- The Washington Times - Sunday, February 19, 2006

Syria condemned U.S. plans to fund opposition groups over the weekend, just as Secretary of State Condoleezza Rice begins a Middle East tour to push efforts to spread democracy and counter Iran’s aggressive nuclear policy.

The State Department announced Friday that it had allocated $5 million to unidentified “democratic reformers” in Syria. The money is part of $300 million aimed at promoting reforms in the Middle East and North Africa.

The United States also hascondemned Syria’s purported role in the assassination of Rafik Hariri, the former Lebanese prime minister, a year ago.

“It is interference in our internal affairs. We reject it totally,” said Syrian Foreign Minister Walid al-Moualem.

Miss Rice arrives in Cairo today to meet with Egyptian President Hosni Mubarak. Last week, she said she was “disappointed” that his government had postponed municipal elections, planned to begin in April, for two years.

Egypt is one of United State’s chief targets for its plan to promote democracy in the Middle East.

“The message that I will take to Egypt is that Egypt needs to stay on the democratic course,” Miss Rice said.

She also will ask Egypt to refuse to back new funding for the new Hamas government in Palestine as long as it fails to recognize Israel’s right to exist.

Egypt is one of the few Arab countries to have signed a peace deal with Israel.

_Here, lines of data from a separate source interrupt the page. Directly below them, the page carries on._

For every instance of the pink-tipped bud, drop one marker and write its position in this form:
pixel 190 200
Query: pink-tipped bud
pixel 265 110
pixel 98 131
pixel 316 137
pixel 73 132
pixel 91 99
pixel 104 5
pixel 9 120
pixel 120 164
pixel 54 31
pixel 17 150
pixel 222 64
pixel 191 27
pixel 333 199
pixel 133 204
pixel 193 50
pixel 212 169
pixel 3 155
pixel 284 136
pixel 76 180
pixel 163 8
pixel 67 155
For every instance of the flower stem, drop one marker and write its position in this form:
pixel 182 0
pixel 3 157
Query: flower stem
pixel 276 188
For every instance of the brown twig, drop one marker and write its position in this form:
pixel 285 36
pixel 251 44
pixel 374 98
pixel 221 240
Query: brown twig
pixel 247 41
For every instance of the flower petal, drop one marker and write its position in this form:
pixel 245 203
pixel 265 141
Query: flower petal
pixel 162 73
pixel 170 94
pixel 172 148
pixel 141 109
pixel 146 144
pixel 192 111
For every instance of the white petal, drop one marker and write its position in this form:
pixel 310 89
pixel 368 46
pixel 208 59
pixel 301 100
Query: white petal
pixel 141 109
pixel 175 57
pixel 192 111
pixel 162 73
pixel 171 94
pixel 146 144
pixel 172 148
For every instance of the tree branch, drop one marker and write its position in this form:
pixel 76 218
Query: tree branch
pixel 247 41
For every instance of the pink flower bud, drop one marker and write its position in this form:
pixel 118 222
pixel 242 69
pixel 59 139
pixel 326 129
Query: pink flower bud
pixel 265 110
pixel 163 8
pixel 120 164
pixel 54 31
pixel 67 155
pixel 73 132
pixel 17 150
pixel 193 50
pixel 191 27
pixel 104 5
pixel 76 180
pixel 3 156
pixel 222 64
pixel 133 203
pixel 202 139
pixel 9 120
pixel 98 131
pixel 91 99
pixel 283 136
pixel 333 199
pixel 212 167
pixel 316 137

However, Arab League Secretary-General Amr Moussa, a former Egyptian foreign minister, was to meet with league members today to try to arrange financing for the Palestinians.

Miss Rice also will travel to Saudi Arabia, continuing her appeal for regional leaders to be tougher with Iran.

Last week, she described the Iranian government as “the central banker to terrorism and a strategic challenge to the United States, to the world, and a destabilizing influence in the Middle East.”